Savings doesn't matter much if you are already using used cars, living
somewhere cheap, eating cheaply, and yet still in the position where a flat
tire is an emergency or getting sick and missing a day of work throws your
finances in disarray. Saving $30 left over after paying for basic crap doesn't
help and completely ignores mental health. Investing doesn't even come into
the picture because there is never enough money to gamble (invest) with.

To be able to get to the point you describe, you have to make extra money at
some point. those things you describe are responsible for folks with leftover
money.

It also greatly assumes folks are lucky enough not to have things like an
accident that disables them, a spouse that dies young and leaves you
supporting children by yourself, a parent that needs taken care of instead of
working, and so on.

------
hydrox24
This is an opinion article; if you're interested in the fact in the headline,
it was produced by joint CareerBuilder/Harris Poll study.
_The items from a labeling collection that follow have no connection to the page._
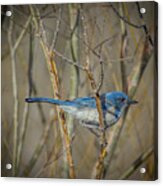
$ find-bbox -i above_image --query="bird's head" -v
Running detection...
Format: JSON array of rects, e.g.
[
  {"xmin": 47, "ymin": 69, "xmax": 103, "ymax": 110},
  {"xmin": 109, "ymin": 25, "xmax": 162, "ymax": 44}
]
[{"xmin": 106, "ymin": 92, "xmax": 138, "ymax": 110}]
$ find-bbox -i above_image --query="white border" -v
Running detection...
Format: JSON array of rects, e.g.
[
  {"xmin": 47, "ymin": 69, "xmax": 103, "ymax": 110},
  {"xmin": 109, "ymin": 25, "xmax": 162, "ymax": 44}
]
[{"xmin": 0, "ymin": 0, "xmax": 163, "ymax": 186}]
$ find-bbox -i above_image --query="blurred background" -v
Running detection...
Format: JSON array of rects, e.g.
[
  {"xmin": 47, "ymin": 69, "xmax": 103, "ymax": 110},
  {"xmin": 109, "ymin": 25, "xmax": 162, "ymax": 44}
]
[{"xmin": 1, "ymin": 2, "xmax": 157, "ymax": 180}]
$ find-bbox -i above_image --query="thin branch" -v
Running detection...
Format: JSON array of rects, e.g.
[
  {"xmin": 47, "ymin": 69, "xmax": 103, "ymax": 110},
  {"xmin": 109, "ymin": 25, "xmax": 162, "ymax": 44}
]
[
  {"xmin": 22, "ymin": 117, "xmax": 53, "ymax": 176},
  {"xmin": 30, "ymin": 6, "xmax": 75, "ymax": 178},
  {"xmin": 110, "ymin": 3, "xmax": 144, "ymax": 29},
  {"xmin": 8, "ymin": 7, "xmax": 31, "ymax": 175},
  {"xmin": 53, "ymin": 49, "xmax": 85, "ymax": 71},
  {"xmin": 119, "ymin": 147, "xmax": 153, "ymax": 180},
  {"xmin": 50, "ymin": 5, "xmax": 62, "ymax": 51},
  {"xmin": 136, "ymin": 2, "xmax": 154, "ymax": 47}
]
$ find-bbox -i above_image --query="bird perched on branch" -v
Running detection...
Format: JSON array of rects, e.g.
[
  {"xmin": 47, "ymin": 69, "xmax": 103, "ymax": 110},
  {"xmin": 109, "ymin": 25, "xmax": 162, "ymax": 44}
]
[{"xmin": 25, "ymin": 92, "xmax": 137, "ymax": 129}]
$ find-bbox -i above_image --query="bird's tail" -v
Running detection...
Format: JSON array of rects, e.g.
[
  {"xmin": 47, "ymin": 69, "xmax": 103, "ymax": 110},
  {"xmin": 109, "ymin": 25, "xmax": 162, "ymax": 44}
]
[{"xmin": 25, "ymin": 97, "xmax": 70, "ymax": 105}]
The results and
details are here: [http://press.careerbuilder.com/2017-08-24-Living-Paycheck-
to...](http://press.careerbuilder.com/2017-08-24-Living-Paycheck-to-Paycheck-
is-a-Way-of-Life-for-Majority-of-U-S-Workers-According-to-New-CareerBuilder-
Survey)

------
stmfreak
What exactly constitutes NOT living paycheck to paycheck?

I mean, I used to be unable to pay bills until my paycheck arrived, I get it.
But today, despite having a modest emergency fund and being able to pay all of
this month’s bills with last month’s paychecks, I still would consider myself
living paycheck to paycheck. I mean, I cannot quit my job for a month or two
without substantial financial harm. So I might answer such a survey in the
affirmative. Meanwhile, younger me from several years ago would look at my
current bank balance with envy.

Is this like a survey of who feels rich? Everyone says no, but everyone below
you on the scale thinks you are rich while everyone above you thinks you are
poor.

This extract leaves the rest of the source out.